Ik pleit dan ook voor een duurzame renaissance. Nú is het momentum. We zullen, moeten én kunnen nu voorsorteren op een trendbreuk die zijn weerga niet kent. En niet onbelangrijk, het kan nu nog tegen betaalbare kosten, kosten die onze nationale en wereldeconomie kunnen dragen. Sterker, de investeringen van nu, zijn de winsten van morgen. Bedrijven die nu investeren in duurzaamheid gaan een gouden groene eeuw tegemoet, dat is mijn overtuiging. Een daadkrachtig nationaal, Europees, en mondiaal klimaat is dus noodzakelijk.

Ongetwijfeld al langer tussen uw oren zit ook de noodzaak voor een daadkrachtig nationaal en internationaal energiebeleid. Behalve door het nationale en Europees ingrijpende, complexe en veel discussie oproepende proces van liberalisering van de energiemarkt is daadkrachtig energiebeleid om nog twee andere redenen belangwekkend: het waarborgen van energievoorzieningszekerheid en de betaalbaarheid van energie. Kort door de bocht: fossiel raakt ooit op en olie en gas leverende landen zijn niet altijd even politiek stabiel, dus ook de olieprijs niet.

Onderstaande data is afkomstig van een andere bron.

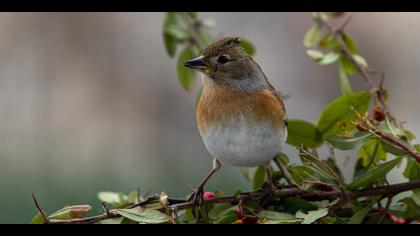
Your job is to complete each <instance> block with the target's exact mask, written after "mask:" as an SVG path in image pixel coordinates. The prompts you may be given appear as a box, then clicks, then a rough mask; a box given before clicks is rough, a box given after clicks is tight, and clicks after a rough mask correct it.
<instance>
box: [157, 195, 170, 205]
mask: <svg viewBox="0 0 420 236" xmlns="http://www.w3.org/2000/svg"><path fill="white" fill-rule="evenodd" d="M159 203H160V205H161V206H162V207H167V206H168V204H169V202H168V195H167V194H166V193H165V192H161V193H160V196H159Z"/></svg>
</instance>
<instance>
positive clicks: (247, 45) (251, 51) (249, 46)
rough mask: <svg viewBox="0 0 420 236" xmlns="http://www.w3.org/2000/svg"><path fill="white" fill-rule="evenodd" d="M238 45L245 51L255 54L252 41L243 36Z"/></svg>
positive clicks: (249, 52)
mask: <svg viewBox="0 0 420 236" xmlns="http://www.w3.org/2000/svg"><path fill="white" fill-rule="evenodd" d="M239 46H240V47H242V48H243V49H244V50H245V52H246V53H247V54H248V55H250V56H252V55H254V54H255V47H254V45H252V43H251V42H250V41H248V40H246V39H244V38H241V42H240V43H239Z"/></svg>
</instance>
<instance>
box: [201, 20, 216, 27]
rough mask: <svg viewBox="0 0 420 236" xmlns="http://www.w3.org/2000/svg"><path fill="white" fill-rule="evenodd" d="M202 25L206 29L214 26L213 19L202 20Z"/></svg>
mask: <svg viewBox="0 0 420 236" xmlns="http://www.w3.org/2000/svg"><path fill="white" fill-rule="evenodd" d="M203 25H204V26H207V27H214V26H216V21H215V20H213V19H205V20H203Z"/></svg>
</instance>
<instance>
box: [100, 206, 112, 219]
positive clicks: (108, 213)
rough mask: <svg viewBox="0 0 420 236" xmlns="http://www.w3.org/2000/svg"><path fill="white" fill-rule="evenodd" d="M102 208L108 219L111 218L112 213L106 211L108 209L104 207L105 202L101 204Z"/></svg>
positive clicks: (111, 216) (106, 207)
mask: <svg viewBox="0 0 420 236" xmlns="http://www.w3.org/2000/svg"><path fill="white" fill-rule="evenodd" d="M102 208H103V209H104V211H105V214H106V215H107V216H108V217H112V213H111V212H110V211H109V209H108V207H107V206H106V203H105V202H103V203H102Z"/></svg>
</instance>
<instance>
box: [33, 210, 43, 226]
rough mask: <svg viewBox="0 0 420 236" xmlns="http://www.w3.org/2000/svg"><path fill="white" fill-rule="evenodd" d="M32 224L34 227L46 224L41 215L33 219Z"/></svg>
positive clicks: (36, 216) (35, 216) (41, 215)
mask: <svg viewBox="0 0 420 236" xmlns="http://www.w3.org/2000/svg"><path fill="white" fill-rule="evenodd" d="M31 224H33V225H39V224H44V218H43V217H42V215H41V213H39V212H38V213H37V214H36V215H35V216H34V218H32V222H31Z"/></svg>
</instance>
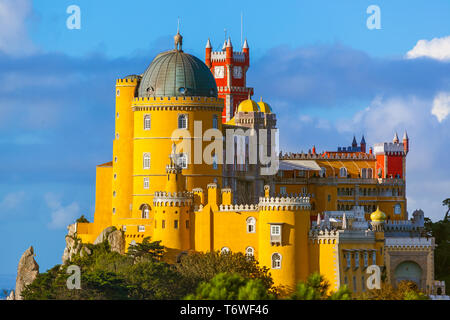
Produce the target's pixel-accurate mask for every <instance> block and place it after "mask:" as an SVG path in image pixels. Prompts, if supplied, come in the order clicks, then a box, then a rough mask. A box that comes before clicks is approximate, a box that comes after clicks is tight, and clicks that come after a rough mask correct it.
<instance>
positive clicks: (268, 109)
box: [258, 98, 272, 113]
mask: <svg viewBox="0 0 450 320" xmlns="http://www.w3.org/2000/svg"><path fill="white" fill-rule="evenodd" d="M258 106H259V109H260V110H261V112H264V113H272V108H270V105H269V104H268V103H265V102H264V101H262V98H261V101H260V102H258Z"/></svg>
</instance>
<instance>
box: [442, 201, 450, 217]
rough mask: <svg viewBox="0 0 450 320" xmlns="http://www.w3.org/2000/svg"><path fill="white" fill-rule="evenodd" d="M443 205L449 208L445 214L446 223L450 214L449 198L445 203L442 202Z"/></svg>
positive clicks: (449, 204) (442, 201)
mask: <svg viewBox="0 0 450 320" xmlns="http://www.w3.org/2000/svg"><path fill="white" fill-rule="evenodd" d="M442 205H443V206H447V208H448V209H447V212H446V213H445V216H444V221H447V219H448V213H449V212H450V198H447V199H445V200H444V201H442Z"/></svg>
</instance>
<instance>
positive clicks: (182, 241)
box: [153, 153, 193, 261]
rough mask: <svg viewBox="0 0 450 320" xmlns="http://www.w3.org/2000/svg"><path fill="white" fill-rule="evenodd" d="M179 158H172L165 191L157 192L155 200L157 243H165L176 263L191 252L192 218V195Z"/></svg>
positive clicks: (153, 225) (169, 253)
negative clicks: (181, 170)
mask: <svg viewBox="0 0 450 320" xmlns="http://www.w3.org/2000/svg"><path fill="white" fill-rule="evenodd" d="M178 156H179V155H177V154H175V153H172V154H171V161H170V165H167V167H166V173H167V179H166V188H165V191H158V192H155V196H154V197H153V209H154V223H153V240H154V241H159V240H161V244H162V245H163V246H165V247H166V250H167V253H168V254H167V258H168V260H171V261H174V260H175V259H176V257H177V256H178V254H179V253H180V252H182V251H187V250H189V249H191V247H190V242H191V241H190V239H191V237H190V230H191V220H192V219H191V218H192V204H193V196H192V193H190V192H187V191H186V187H185V181H184V178H183V175H182V174H181V167H180V166H179V165H178V164H177V160H178Z"/></svg>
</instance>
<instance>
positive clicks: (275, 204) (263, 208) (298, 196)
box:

Het feit dat klimaat en energiebeleid steeds meer verweven wordt, kent een aantal grote voordelen. Die synergie zorgt onder andere voor:

  • een verbetering van de energie-efficiency, dus minder kosten en minder CO2 uitstoot;
  • een vermindering van de afhankelijkheid van importen;
  • een stimulans voor innovaties zoals wind, zon, biomassa en schoon fossiel, dus een sterkere concurrentiekracht en kansen voor de BV Nederland;
  • een vermindering van de afhankelijkheid van fossiel, we spreiden ons risico met een goede energiemix;

Mijn conclusie is dan ook dat synergie tussen energie en klimaatbeleid winst betekent voor de energiemarkt is en tegelijkertijd winst is voor ons milieu.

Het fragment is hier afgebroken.